Clark started using food stamps in 1996 after she suffered a stroke and heart attack and went on disability. Her usual monthly check was $200 until this month when the cuts took effect. Now, she fears she'll have to use a food pantry as her own shelves get bare toward the end of the month.
"If I lose my food stamps I have to decide if I'm going to buy food or pay a bill or buy medication. When you can't fend for yourself it kind of makes you feel worthless," Clark said. "But I gotta do what I gotta do."
The Salvation Arm finds many clients use the food pantry as a supplement to the food they buy with food stamps.
"People are feeling the pinch and they need help," Salvation Army Lt. Jeanette Jensen. "We are constantly running through supplies. We've had to put all our money into the pantry."
James Adkins, 22, of Clinton, stood outside the Benevolent Society on Thursday, a place he didn't find himself in before his food stamps were cut from $200 to $86 a month.
He's been on food stamps for nearly two years and, like Clark, is on disability.
"I can't afford to buy food for the whole month. I used to be able to buy meat and vegetables and enough food to last the whole month. Now I can buy maybe a couple pork chops and some vegetables, but I have to come here," Adkins said.
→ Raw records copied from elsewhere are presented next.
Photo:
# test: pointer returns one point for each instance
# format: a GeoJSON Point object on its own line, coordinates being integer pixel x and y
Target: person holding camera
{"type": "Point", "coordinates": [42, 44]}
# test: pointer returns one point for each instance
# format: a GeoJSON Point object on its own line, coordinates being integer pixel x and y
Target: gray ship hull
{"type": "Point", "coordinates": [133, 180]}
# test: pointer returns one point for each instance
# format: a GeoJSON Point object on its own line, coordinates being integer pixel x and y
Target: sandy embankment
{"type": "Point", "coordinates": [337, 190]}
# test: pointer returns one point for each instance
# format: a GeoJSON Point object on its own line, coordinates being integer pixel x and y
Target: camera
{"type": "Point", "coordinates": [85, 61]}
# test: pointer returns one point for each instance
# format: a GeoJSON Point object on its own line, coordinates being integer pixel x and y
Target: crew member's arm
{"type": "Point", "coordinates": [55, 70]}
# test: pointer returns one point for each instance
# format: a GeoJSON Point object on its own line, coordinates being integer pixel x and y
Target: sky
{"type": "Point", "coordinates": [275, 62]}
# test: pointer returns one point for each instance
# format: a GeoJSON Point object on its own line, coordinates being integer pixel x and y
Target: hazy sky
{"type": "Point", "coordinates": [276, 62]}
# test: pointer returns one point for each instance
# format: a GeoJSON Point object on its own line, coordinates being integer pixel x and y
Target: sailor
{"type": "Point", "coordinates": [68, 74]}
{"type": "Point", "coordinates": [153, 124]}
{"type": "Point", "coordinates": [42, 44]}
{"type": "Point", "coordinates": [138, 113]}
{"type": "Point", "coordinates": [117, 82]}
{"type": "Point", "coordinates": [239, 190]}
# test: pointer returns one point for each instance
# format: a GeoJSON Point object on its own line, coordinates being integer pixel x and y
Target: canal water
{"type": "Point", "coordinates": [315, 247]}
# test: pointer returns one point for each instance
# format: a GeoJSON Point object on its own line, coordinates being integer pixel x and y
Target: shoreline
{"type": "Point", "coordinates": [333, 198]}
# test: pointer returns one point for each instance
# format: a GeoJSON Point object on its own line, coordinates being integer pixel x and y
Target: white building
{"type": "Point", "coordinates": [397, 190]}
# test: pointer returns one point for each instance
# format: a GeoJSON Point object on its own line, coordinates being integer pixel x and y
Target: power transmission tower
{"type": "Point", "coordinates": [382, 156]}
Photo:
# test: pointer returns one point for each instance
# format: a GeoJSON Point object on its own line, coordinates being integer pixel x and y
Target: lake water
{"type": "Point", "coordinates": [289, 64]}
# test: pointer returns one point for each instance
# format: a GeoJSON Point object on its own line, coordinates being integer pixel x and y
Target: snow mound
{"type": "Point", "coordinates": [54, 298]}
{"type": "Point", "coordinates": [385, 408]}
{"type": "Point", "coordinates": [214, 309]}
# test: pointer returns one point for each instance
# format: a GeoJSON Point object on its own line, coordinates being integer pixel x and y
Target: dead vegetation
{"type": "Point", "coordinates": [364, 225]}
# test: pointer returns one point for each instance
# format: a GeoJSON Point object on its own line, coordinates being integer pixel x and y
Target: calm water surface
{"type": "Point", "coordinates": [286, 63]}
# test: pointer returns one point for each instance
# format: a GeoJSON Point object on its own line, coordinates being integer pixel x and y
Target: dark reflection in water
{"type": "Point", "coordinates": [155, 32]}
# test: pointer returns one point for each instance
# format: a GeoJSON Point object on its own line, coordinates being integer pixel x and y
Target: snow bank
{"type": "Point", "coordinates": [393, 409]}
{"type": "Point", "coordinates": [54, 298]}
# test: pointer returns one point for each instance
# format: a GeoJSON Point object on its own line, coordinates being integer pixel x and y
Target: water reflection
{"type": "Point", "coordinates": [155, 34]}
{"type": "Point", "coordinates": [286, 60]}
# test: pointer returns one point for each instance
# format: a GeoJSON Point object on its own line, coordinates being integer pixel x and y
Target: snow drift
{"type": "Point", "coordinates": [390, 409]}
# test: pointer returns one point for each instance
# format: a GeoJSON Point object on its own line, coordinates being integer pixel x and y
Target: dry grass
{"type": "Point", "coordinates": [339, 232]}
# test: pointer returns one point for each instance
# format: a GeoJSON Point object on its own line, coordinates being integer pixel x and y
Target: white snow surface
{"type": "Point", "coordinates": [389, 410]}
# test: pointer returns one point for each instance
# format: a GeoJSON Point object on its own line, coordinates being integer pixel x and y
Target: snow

More cuts to the SNAP program, which has more than doubled in cost since 2008, could be on the way as Congress debates different versions of the Farm Bill. Under the Senate bill, the SNAP program would be cut by $4 billion over the course of 10 years. The House bill calls for $40 billion in cuts over the same period, lending no comfort to the thinly stretched food pantries and the people who use them.
"I think people are already starting to panic and know there are more cuts to come," Michaelsen said. "I do think it's going to get worse."